Wasm async compilation might never finish |
|||||||||||||||||||
Issue description
We have a potential deadlock in async compilation.
The finisher checks in a loop whether a new compilation unit is executed and needs to be finished. If none is available, it sets the finisher_is_running_ flag to false and exits.
Background tasks concurrently execute compilation units and put them in the queue to be finished. At this time they check whether a finisher is running, and start one if not.
Now it might happen that
1) the finisher detects that the queue is empty
2) a background task puts a unit in the finishing queue, but does not start a finisher since the flag is still set
3) the finisher clears the flag and exits.
Now in most cases this still is no problem, since later another unit will be put into the queue, and at that point the finisher is restarted.
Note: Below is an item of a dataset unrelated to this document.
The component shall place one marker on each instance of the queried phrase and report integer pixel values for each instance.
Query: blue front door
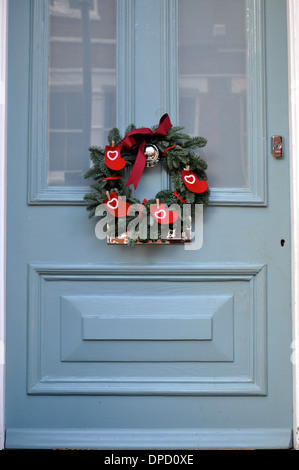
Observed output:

If there are no more units though, this is a deadlock (async compilation never finishes, hence the promise will never be resolved or rejected).
Reproducer:
================================================================
load('test/mjsunit/wasm/wasm-constants.js');
load('test/mjsunit/wasm/wasm-module-builder.js');
let chain = Promise.resolve();
const builder = new WasmModuleBuilder();
for (let i = 0; i < 100; ++i) {
builder.addFunction('fun' + i, kSig_i_v)
.addBody([...wasmI32Const(i)])
.exportFunc();
}
const buffer = builder.toBuffer();
for (let i = 0; i < 2000; ++i) {
chain = chain.then(() => builder.asyncInstantiate());
}
chain.then(({module, instance}) => instance.exports.fun1155())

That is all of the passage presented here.